In another scheme included in
the indictment, Mr. Guo and others were accused of inducing people to invest more
than $250 million in something called G|Clubs, which claimed
on its website to be “an exclusive, high-end membership program offering a full
spectrum of services.” To join, prospective members paid a one-time fee, ranging
from $10,000 to $50,000.
In reality, the indictment said,
G|Clubs “provided nothing close to ‘a full spectrum of
services’ and ‘experiences’ to its members.”
Rather, Mr. Guo and his co-defendant,
Kin Ming Je, misappropriated much of the money, the indictment charged. The indictment
says $26.5 million in G|Clubs funds went toward the purchase
of Mr. Guo’s mansion in New Jersey; more went to pay for extravagant renovations
there, and for furniture and decorative items, including Chinese and Persian rugs
worth close to $1 million, a $62,000 television and a $53,000 log cradle for a fireplace.
The Securities and Exchange Commission,
in a parallel civil action, sued Mr. Guo.
“Guo was a serial fraudster,”
Gurbir S. Grewal, the S.E.C.’s director of enforcement,
said in a statement. “Guo took advantage of the hype and allure surrounding crypto
and other investments to victimize thousands and fund his and his family’s lavish
lifestyle.”
Mr. Guo’s legal woes span the
Pacific. The U.S. charges against Mr. Guo echo those that the Chinese government
made against him in 2017, when he was accused of bribery and embezzlement. Until
he left China in 2014, Mr. Guo oversaw a property empire whose centerpiece was a hotel, residential and office complex in Beijing
overlooking the venue for the 2008 Summer Olympics.
In his native China, he also
forged political and financial ties with influential officials, including a senior
intelligence officer, Ma Jian, who in 2017 made a videotaped confession admitting
to taking more than $8.7 million in gifts from Mr. Guo in exchange for favors.
Mr. Guo was ruthless with those
who got in his way. A Beijing vice mayor who stood between him and the property
rights for the Olympics venue was felled when Mr. Guo obtained a video of the
official having sex with a mistress.
Mr. Guo rose to fame in 2017
when — far from Chinese justice in his newly purchased home at the Sherry-Netherland
on Fifth Avenue in Manhattan — he hurled public accusations of corruption against
Wang Qishan, then China’s anticorruption czar, saying his family
owned secret stakes in a major conglomerate. The Times could not substantiate
Mr. Guo’s claims.
At the Sherry-Netherland, Mr.
Guo lived a life of opulence. British bodyguards controlled
access to his $68 million 18th-floor penthouse, where he served guests Opus One
wine. Mr. Guo liked to show guests his closet full of tailored suits and posed —
like a James Bond villain — with his snow-white bichon frisé
puppy.
After Mr. Guo’s arrest on Wednesday,
there was a fire on the hotel’s 18th floor around noon, according to the New York
Fire Department. Nicholas Biase, a spokesman for the U.S.

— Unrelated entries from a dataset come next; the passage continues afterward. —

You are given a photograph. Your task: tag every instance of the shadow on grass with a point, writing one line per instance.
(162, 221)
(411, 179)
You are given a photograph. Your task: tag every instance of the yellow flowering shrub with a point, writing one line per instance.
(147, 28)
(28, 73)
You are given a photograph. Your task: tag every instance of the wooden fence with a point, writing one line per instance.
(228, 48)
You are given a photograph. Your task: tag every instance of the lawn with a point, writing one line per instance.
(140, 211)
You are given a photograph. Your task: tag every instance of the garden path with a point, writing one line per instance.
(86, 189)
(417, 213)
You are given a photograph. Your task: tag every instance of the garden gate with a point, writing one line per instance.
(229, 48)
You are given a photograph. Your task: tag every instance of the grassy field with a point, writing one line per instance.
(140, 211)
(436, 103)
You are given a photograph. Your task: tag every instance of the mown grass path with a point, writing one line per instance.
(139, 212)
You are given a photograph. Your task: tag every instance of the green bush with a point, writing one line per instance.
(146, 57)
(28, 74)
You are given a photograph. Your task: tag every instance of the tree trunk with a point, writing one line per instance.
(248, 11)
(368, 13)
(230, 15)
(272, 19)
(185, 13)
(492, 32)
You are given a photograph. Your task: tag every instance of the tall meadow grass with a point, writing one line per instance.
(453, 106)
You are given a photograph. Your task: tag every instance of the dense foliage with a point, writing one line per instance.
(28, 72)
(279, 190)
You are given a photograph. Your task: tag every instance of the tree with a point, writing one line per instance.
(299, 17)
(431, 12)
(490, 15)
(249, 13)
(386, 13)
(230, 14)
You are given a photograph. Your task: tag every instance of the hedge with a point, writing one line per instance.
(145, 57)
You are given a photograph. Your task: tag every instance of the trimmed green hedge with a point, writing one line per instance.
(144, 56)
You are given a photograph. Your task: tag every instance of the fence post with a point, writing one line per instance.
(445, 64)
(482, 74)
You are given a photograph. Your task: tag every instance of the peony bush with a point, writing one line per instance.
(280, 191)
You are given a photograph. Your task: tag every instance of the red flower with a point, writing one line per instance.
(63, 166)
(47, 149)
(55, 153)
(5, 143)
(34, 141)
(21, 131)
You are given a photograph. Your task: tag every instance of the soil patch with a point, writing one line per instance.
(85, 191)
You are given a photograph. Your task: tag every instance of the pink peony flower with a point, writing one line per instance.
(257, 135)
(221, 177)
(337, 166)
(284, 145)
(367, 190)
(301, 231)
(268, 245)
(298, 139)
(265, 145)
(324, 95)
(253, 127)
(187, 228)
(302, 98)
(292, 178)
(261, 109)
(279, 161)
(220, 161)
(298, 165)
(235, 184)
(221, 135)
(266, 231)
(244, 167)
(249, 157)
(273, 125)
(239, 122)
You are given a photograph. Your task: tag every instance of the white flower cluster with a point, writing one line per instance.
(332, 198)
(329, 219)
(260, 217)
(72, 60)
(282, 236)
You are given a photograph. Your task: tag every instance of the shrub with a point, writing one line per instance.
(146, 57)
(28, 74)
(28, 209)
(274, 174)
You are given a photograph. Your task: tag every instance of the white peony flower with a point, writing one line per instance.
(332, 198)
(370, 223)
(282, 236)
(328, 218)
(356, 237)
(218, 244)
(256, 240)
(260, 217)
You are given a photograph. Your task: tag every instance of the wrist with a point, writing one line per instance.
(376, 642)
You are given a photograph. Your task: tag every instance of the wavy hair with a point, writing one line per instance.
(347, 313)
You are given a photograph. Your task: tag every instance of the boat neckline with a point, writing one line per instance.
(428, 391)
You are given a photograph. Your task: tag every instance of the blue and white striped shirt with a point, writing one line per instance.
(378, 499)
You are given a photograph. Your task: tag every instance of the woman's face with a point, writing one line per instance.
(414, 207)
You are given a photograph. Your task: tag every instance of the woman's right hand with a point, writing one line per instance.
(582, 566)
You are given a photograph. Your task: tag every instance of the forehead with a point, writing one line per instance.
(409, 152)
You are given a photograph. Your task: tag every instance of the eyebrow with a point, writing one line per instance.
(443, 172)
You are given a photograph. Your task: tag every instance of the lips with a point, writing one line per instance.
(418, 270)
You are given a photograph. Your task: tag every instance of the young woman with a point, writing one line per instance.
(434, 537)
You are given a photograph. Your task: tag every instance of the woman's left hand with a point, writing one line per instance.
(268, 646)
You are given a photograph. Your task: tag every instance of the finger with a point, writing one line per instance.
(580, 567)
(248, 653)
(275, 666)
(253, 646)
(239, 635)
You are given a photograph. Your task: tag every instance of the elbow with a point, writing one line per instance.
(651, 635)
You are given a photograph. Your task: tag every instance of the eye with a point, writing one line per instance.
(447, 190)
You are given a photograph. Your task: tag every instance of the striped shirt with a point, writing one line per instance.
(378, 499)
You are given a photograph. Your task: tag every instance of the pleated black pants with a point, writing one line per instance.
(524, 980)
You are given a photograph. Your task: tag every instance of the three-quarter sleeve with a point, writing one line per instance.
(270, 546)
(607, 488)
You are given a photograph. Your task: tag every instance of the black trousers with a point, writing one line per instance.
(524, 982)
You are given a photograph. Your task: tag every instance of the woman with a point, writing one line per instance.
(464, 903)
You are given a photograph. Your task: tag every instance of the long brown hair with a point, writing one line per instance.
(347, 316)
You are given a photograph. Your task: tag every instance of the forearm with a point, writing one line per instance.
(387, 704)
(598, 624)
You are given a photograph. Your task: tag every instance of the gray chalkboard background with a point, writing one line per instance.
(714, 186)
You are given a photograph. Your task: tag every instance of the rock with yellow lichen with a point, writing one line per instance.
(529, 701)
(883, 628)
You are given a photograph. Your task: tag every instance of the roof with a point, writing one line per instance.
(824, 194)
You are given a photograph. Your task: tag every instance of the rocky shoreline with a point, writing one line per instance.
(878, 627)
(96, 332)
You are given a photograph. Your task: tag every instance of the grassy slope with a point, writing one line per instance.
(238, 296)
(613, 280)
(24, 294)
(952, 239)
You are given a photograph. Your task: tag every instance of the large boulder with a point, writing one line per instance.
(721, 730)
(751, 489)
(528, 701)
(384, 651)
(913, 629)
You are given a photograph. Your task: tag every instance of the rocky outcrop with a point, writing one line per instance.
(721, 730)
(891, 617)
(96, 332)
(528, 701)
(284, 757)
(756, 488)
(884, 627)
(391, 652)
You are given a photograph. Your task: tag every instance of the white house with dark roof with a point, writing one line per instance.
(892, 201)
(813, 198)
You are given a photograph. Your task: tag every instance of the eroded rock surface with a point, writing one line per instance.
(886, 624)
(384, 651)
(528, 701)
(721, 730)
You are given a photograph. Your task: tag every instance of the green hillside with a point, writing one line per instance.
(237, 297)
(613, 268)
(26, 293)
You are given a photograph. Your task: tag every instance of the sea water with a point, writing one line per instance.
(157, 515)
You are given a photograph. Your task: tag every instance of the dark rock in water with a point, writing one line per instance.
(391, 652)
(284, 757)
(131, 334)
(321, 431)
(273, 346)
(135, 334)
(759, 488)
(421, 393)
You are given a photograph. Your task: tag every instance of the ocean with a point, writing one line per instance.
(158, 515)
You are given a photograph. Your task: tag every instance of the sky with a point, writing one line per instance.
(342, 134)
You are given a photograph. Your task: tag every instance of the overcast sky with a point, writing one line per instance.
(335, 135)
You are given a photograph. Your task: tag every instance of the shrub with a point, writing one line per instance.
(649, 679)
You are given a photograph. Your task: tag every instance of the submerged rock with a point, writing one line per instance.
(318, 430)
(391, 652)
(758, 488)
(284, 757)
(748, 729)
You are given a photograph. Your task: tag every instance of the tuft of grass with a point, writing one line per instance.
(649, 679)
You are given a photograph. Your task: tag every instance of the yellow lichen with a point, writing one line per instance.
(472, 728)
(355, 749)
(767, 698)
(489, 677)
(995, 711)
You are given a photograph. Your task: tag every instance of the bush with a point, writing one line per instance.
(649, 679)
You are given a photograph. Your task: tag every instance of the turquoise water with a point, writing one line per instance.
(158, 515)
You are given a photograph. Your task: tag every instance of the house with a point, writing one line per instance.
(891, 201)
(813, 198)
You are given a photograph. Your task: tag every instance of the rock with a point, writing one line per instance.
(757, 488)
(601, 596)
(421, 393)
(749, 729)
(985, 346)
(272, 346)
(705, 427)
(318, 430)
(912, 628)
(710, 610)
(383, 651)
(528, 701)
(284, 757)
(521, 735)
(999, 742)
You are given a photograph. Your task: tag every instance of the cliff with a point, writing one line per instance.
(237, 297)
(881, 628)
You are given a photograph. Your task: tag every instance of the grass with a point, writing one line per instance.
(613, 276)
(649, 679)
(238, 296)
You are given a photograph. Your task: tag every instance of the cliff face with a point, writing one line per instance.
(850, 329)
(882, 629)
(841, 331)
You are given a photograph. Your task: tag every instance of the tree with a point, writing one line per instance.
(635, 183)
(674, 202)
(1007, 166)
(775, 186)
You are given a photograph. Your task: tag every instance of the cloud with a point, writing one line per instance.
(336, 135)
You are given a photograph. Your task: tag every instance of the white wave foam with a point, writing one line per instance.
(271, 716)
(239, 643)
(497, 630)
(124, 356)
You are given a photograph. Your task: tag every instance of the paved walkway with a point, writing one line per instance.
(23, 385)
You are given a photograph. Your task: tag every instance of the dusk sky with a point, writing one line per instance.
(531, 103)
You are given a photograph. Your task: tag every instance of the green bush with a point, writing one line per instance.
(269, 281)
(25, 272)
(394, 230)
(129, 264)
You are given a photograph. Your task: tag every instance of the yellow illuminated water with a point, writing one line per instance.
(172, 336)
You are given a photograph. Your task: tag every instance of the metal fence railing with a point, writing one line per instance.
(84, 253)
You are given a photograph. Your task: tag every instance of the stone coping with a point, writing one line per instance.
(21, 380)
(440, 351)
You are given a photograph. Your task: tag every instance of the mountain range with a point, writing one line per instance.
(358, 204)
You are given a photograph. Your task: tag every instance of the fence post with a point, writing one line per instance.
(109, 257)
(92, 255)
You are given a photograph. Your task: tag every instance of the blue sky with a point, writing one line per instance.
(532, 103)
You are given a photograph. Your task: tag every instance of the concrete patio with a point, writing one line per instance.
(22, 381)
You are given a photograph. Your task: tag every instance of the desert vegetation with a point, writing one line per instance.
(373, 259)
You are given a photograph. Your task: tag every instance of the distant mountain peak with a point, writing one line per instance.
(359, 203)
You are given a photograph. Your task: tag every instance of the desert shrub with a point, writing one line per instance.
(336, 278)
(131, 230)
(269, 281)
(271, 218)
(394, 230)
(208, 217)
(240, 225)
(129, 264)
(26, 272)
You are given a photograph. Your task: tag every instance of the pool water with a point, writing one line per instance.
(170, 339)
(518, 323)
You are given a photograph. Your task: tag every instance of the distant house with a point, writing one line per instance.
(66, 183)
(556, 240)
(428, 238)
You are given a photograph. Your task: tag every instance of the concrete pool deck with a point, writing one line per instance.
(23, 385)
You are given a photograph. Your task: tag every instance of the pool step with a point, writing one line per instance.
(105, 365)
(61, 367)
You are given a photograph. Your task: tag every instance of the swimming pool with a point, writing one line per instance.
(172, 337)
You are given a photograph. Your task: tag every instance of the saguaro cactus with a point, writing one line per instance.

attorney’s office, said the fire was under investigation.
Mr. Guo’s home in Beijing — a
spectacular lakeside courtyard mansion just to the north of the Communist Party’s
leadership compound — was in 2017 valued at $230 million by one local real estate
agent.
But the creditors who had lent
tens of millions of dollars to Mr. Guo hounded him as he made his way from Beijing
to his life in exile in New York. One financial firm sued to seize the penthouse
apartment. In 2022 Mr. Guo declared personal
bankruptcy, listing assets of no more than $100,000 against liabilities
of as much as $500 million, Reuters reported.